Андреа кивнула и ухватилась за дверную ручку. Волшебный свет окутал их со всех сторон, когда они вошли внутрь.
Дом
Перед глазами Андреа предстало небо со светящимися в темноте звездами, встроенными в потолок. Она была накрыта стеганым одеялом. Желто-зеленый лунный свет просачивался в комнату, словно дым. Он разлился по углам и полз по двухъярусной кровати, окутывая Андреа, словно облако.
Это была ее комната. Это был ее дом. Все было сделано так, как будто она проснулась в своей кровати. Это было отголоском каверз Песочного Человека, которые он проделывал с ней раньше.
Это был последний сон на их пути в его шатер перед финальным противостоянием. Андреа была в этом уверена.
– Андреа? – прошептал Фрэнсис. Его тихий голос прозвучал с нижнего яруса кровати.
– Я здесь, малыш, – отозвалась Андреа. Она свесила ноги с кровати и мягко приземлилась на ковер.
Фрэнсис вылез из кровати и взял Андреа за руку. Лунное сияние заклубилось вокруг них вместе с легким ветерком, налетевшим из окна.
Все сны, которые она успела посетить в Замечтанье, были очень реалистичными, но этот сон превзошел их все. На этот раз они не просто наблюдали за чьей-то историей или являлись частью какого-то сюжета. На этот раз они сами были сном. Они были главными героями. Это была их история.
Красивая мелодия нежной песни, ласкающая слух, словно бархат, доносилась до них сквозь дверную щель. Звонкий смех заглушил музыку, а потом снова стих.
Сердце Андреа болело немного сильнее в ожидании неизвестного. Какая-то его часть хотела, чтобы она остановилась. Вернуться в прошлое и найти способ избежать столкновения с тем, что может встретить их внизу лестницы, на случай если она не сможет с этим справиться. На случай если она не сможет вынести то, что произойдет дальше, что их ждет там, у лестницы. Что бы там ни случилось дальше, и без этого на ее долю уже выпало немало испытаний.
Но избегание и попытки переключить внимание всегда приносили Андреа лишь временное облегчение. Ее попытки самозащиты в действительности ни разу не помогли ей справиться с чем-либо. Они лишь позволили ей увязнуть в самообмане, что с ней все в порядке.
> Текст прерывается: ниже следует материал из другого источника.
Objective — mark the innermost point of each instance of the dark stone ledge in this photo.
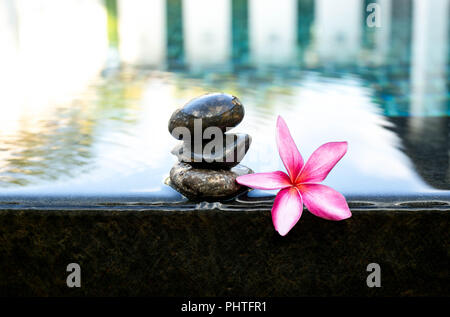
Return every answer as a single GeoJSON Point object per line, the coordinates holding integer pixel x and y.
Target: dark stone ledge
{"type": "Point", "coordinates": [215, 251]}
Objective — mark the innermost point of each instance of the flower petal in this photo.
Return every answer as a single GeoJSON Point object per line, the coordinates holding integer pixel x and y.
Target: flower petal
{"type": "Point", "coordinates": [273, 180]}
{"type": "Point", "coordinates": [321, 162]}
{"type": "Point", "coordinates": [287, 210]}
{"type": "Point", "coordinates": [288, 151]}
{"type": "Point", "coordinates": [324, 202]}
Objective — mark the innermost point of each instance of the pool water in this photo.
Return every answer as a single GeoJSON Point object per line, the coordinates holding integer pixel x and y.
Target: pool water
{"type": "Point", "coordinates": [388, 98]}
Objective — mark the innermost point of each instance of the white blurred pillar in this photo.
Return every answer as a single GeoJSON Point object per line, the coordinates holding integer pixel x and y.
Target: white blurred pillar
{"type": "Point", "coordinates": [429, 56]}
{"type": "Point", "coordinates": [273, 31]}
{"type": "Point", "coordinates": [338, 29]}
{"type": "Point", "coordinates": [207, 33]}
{"type": "Point", "coordinates": [142, 32]}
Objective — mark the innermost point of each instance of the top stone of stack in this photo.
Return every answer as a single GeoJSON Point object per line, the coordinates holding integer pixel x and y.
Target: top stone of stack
{"type": "Point", "coordinates": [216, 110]}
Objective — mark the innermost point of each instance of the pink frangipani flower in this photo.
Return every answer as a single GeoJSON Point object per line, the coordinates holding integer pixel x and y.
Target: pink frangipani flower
{"type": "Point", "coordinates": [301, 184]}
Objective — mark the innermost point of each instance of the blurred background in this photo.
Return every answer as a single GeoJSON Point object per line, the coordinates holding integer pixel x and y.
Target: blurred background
{"type": "Point", "coordinates": [87, 88]}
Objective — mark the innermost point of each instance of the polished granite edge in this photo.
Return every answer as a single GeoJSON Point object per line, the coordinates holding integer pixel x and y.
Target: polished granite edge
{"type": "Point", "coordinates": [222, 253]}
{"type": "Point", "coordinates": [242, 203]}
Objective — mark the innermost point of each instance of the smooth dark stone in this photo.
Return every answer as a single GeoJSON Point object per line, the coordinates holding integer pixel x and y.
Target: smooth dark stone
{"type": "Point", "coordinates": [229, 156]}
{"type": "Point", "coordinates": [207, 184]}
{"type": "Point", "coordinates": [210, 249]}
{"type": "Point", "coordinates": [216, 110]}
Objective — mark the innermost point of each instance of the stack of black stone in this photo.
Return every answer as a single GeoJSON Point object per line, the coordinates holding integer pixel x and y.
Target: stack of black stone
{"type": "Point", "coordinates": [206, 171]}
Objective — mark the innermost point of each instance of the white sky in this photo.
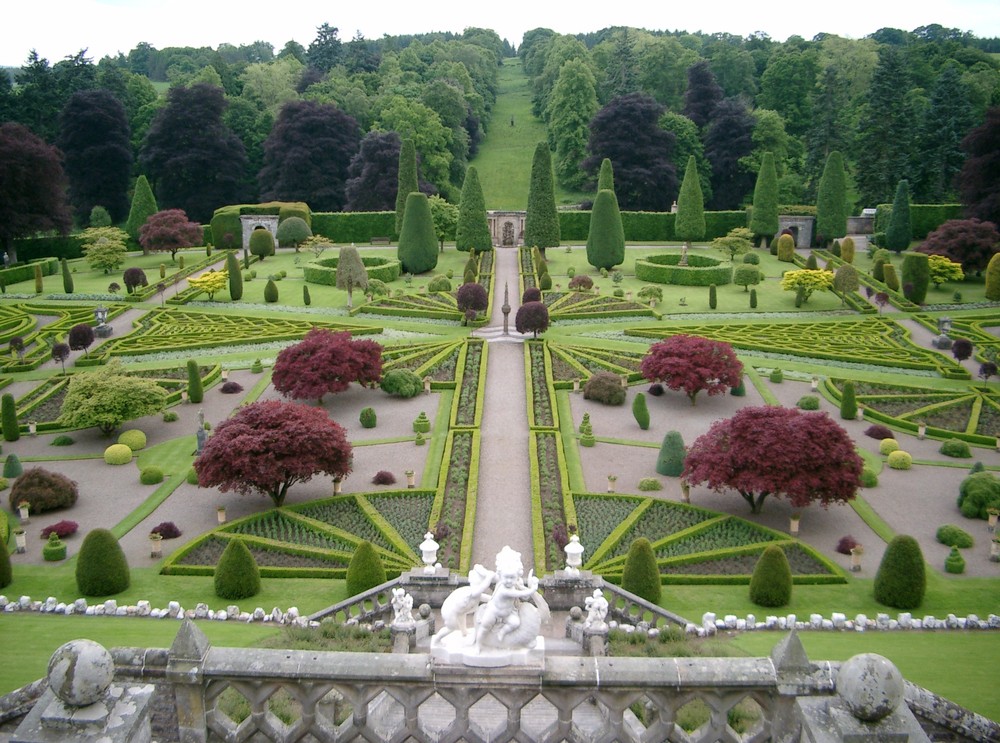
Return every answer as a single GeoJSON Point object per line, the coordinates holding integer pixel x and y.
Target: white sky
{"type": "Point", "coordinates": [60, 28]}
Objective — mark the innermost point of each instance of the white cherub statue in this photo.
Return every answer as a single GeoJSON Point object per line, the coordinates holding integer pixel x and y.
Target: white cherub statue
{"type": "Point", "coordinates": [402, 607]}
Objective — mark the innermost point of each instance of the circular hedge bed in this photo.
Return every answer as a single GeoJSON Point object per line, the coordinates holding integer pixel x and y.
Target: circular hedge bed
{"type": "Point", "coordinates": [700, 270]}
{"type": "Point", "coordinates": [324, 270]}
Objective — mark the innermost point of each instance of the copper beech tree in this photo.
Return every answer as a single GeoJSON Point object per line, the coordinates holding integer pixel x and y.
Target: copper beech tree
{"type": "Point", "coordinates": [784, 452]}
{"type": "Point", "coordinates": [692, 364]}
{"type": "Point", "coordinates": [326, 361]}
{"type": "Point", "coordinates": [269, 446]}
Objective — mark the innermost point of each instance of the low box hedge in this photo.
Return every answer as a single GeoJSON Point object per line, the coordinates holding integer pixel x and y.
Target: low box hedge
{"type": "Point", "coordinates": [700, 271]}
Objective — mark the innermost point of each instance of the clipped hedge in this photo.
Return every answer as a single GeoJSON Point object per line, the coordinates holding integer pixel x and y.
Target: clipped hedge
{"type": "Point", "coordinates": [700, 271]}
{"type": "Point", "coordinates": [324, 270]}
{"type": "Point", "coordinates": [357, 227]}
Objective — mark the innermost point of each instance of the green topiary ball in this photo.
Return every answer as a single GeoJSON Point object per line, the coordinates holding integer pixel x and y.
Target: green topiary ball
{"type": "Point", "coordinates": [151, 476]}
{"type": "Point", "coordinates": [808, 402]}
{"type": "Point", "coordinates": [365, 570]}
{"type": "Point", "coordinates": [900, 460]}
{"type": "Point", "coordinates": [869, 479]}
{"type": "Point", "coordinates": [101, 567]}
{"type": "Point", "coordinates": [955, 448]}
{"type": "Point", "coordinates": [771, 583]}
{"type": "Point", "coordinates": [888, 446]}
{"type": "Point", "coordinates": [640, 575]}
{"type": "Point", "coordinates": [954, 536]}
{"type": "Point", "coordinates": [900, 581]}
{"type": "Point", "coordinates": [236, 574]}
{"type": "Point", "coordinates": [134, 439]}
{"type": "Point", "coordinates": [954, 562]}
{"type": "Point", "coordinates": [118, 454]}
{"type": "Point", "coordinates": [368, 418]}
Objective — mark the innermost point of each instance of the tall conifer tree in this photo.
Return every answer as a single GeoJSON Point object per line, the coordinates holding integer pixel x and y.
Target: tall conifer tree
{"type": "Point", "coordinates": [764, 221]}
{"type": "Point", "coordinates": [406, 180]}
{"type": "Point", "coordinates": [473, 230]}
{"type": "Point", "coordinates": [541, 226]}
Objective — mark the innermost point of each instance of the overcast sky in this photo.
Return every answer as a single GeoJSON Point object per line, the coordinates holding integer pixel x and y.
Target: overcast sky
{"type": "Point", "coordinates": [60, 28]}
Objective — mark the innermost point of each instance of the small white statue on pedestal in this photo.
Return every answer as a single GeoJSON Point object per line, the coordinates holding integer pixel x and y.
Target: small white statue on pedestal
{"type": "Point", "coordinates": [597, 611]}
{"type": "Point", "coordinates": [402, 608]}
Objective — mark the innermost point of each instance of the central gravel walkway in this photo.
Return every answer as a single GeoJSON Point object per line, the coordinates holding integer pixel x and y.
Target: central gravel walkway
{"type": "Point", "coordinates": [503, 504]}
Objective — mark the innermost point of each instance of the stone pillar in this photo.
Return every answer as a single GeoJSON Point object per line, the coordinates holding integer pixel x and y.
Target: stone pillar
{"type": "Point", "coordinates": [83, 703]}
{"type": "Point", "coordinates": [185, 671]}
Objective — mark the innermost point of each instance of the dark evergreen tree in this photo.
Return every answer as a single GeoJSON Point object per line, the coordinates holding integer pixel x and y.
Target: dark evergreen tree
{"type": "Point", "coordinates": [194, 160]}
{"type": "Point", "coordinates": [473, 230]}
{"type": "Point", "coordinates": [886, 131]}
{"type": "Point", "coordinates": [417, 249]}
{"type": "Point", "coordinates": [406, 179]}
{"type": "Point", "coordinates": [946, 121]}
{"type": "Point", "coordinates": [900, 230]}
{"type": "Point", "coordinates": [627, 131]}
{"type": "Point", "coordinates": [606, 238]}
{"type": "Point", "coordinates": [32, 187]}
{"type": "Point", "coordinates": [831, 201]}
{"type": "Point", "coordinates": [143, 207]}
{"type": "Point", "coordinates": [307, 154]}
{"type": "Point", "coordinates": [372, 176]}
{"type": "Point", "coordinates": [703, 94]}
{"type": "Point", "coordinates": [729, 139]}
{"type": "Point", "coordinates": [979, 182]}
{"type": "Point", "coordinates": [541, 226]}
{"type": "Point", "coordinates": [764, 221]}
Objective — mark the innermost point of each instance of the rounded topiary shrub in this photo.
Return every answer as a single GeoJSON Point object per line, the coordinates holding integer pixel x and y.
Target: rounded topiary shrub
{"type": "Point", "coordinates": [808, 402]}
{"type": "Point", "coordinates": [365, 570]}
{"type": "Point", "coordinates": [869, 479]}
{"type": "Point", "coordinates": [151, 476]}
{"type": "Point", "coordinates": [878, 431]}
{"type": "Point", "coordinates": [43, 490]}
{"type": "Point", "coordinates": [384, 477]}
{"type": "Point", "coordinates": [899, 460]}
{"type": "Point", "coordinates": [888, 446]}
{"type": "Point", "coordinates": [118, 454]}
{"type": "Point", "coordinates": [979, 492]}
{"type": "Point", "coordinates": [954, 536]}
{"type": "Point", "coordinates": [101, 567]}
{"type": "Point", "coordinates": [771, 582]}
{"type": "Point", "coordinates": [954, 562]}
{"type": "Point", "coordinates": [900, 581]}
{"type": "Point", "coordinates": [54, 549]}
{"type": "Point", "coordinates": [604, 387]}
{"type": "Point", "coordinates": [368, 418]}
{"type": "Point", "coordinates": [640, 574]}
{"type": "Point", "coordinates": [401, 383]}
{"type": "Point", "coordinates": [955, 448]}
{"type": "Point", "coordinates": [134, 439]}
{"type": "Point", "coordinates": [236, 574]}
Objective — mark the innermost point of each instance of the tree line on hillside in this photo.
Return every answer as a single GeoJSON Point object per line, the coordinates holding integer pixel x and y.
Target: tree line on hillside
{"type": "Point", "coordinates": [325, 123]}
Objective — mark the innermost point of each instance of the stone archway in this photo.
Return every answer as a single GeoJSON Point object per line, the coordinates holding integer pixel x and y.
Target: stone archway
{"type": "Point", "coordinates": [251, 222]}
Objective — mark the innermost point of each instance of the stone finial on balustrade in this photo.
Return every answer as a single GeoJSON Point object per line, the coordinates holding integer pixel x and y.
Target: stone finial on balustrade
{"type": "Point", "coordinates": [83, 702]}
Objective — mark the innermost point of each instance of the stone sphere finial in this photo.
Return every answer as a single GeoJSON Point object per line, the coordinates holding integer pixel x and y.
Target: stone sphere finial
{"type": "Point", "coordinates": [871, 686]}
{"type": "Point", "coordinates": [80, 672]}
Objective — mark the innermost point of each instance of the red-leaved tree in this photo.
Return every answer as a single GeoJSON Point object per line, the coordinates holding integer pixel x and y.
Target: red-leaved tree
{"type": "Point", "coordinates": [770, 450]}
{"type": "Point", "coordinates": [169, 230]}
{"type": "Point", "coordinates": [269, 446]}
{"type": "Point", "coordinates": [326, 361]}
{"type": "Point", "coordinates": [692, 364]}
{"type": "Point", "coordinates": [532, 317]}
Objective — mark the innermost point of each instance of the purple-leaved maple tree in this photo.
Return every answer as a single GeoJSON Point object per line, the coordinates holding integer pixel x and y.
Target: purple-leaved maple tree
{"type": "Point", "coordinates": [691, 363]}
{"type": "Point", "coordinates": [269, 446]}
{"type": "Point", "coordinates": [805, 457]}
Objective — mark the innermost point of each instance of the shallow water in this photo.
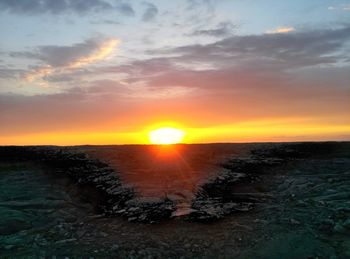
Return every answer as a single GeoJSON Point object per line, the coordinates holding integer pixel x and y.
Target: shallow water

Если бы Андреа была абсолютно честна сама с собой, ей пришлось бы признать тот факт, что никто не может всегда быть в порядке. Она видела, сколько детей пришло в Замечтанье. Каждого из них что-то заставило решиться на этот побег на одну ночь. Боль и печаль были в мире повсюду и всегда. Возможно, дело было уже не в самозащите от боли, а в том, чтобы учиться, как проходить через нее. И позволять ранам затягиваться.
Андреа и Фрэнсис на цыпочках направились туда, откуда доносился шум. Верхняя ступенька лестницы скрипнула под их ногами.
Музыка звучала из кухни, а смех принадлежал их матери. Их родители были вместе. Они танцевали перед окном, за которым была темная ночь. У раковины стояла посуда, оставшаяся после ужина.
Отец закружил мать, вальсируя в танце. Шаг, шаг, назад. Шаг, шаг, назад. Андреа узнала эту мелодию. Это была песня, под которую отец танцевал с ней, когда она была совсем маленькая, так что ей пришлось встать на его ноги, и так он вальсировал с ней по дому. Шаг, шаг, назад. Шаг, шаг, назад.
Когда песня закончилась, отец обнял мать. Она отклонилась назад на мгновение, ее глаза светились любовью. Затем их губы соединились в поцелуе.
Родители всегда обнимали и целовали Андреа и Фрэнсиса, но Андреа не могла вспомнить случая в течение последних лет, когда они хотя бы держали друг друга за руки, не говоря уже о таких проявлениях нежности.
– Как противно! – прошептал Фрэнсис. Но когда Андреа посмотрел на его лицо, то не заметила и тени того отвращения, о котором он говорил.
Его лицо было растерянным и даже немного грустным.
– О, дети! – мать заметила их краем глаза и раскрыла им свои объятия, вытягивая их из тени коридора.
– Вы должны быть в постели, – мать попыталась сделать строгий вид, но ее губы и глаза улыбались. Она взглянула на отца, как бы говоря ему: «Ну что с ними поделаешь?»
Отец кивнул Андреа и пошел к проигрывателю, чтобы снова поставить ту песню.
– Один танец, – сказала мать, – а потом возвращайтесь в кровати.
Фрэнсис улыбнулся. Андреа тоже улыбнулась, чувствуя, как ее настороженность и решимость ослабевают. Этот момент был настолько хорош, и, может быть, сон окажется не таким ужасным. Ей было так радостно сейчас, Андреа и не ожидала, что этот сон будет таким хорошим. Может, они могли бы задержаться здесь ненадолго. Их миссия, какой бы важной она ни была, могла немного подождать.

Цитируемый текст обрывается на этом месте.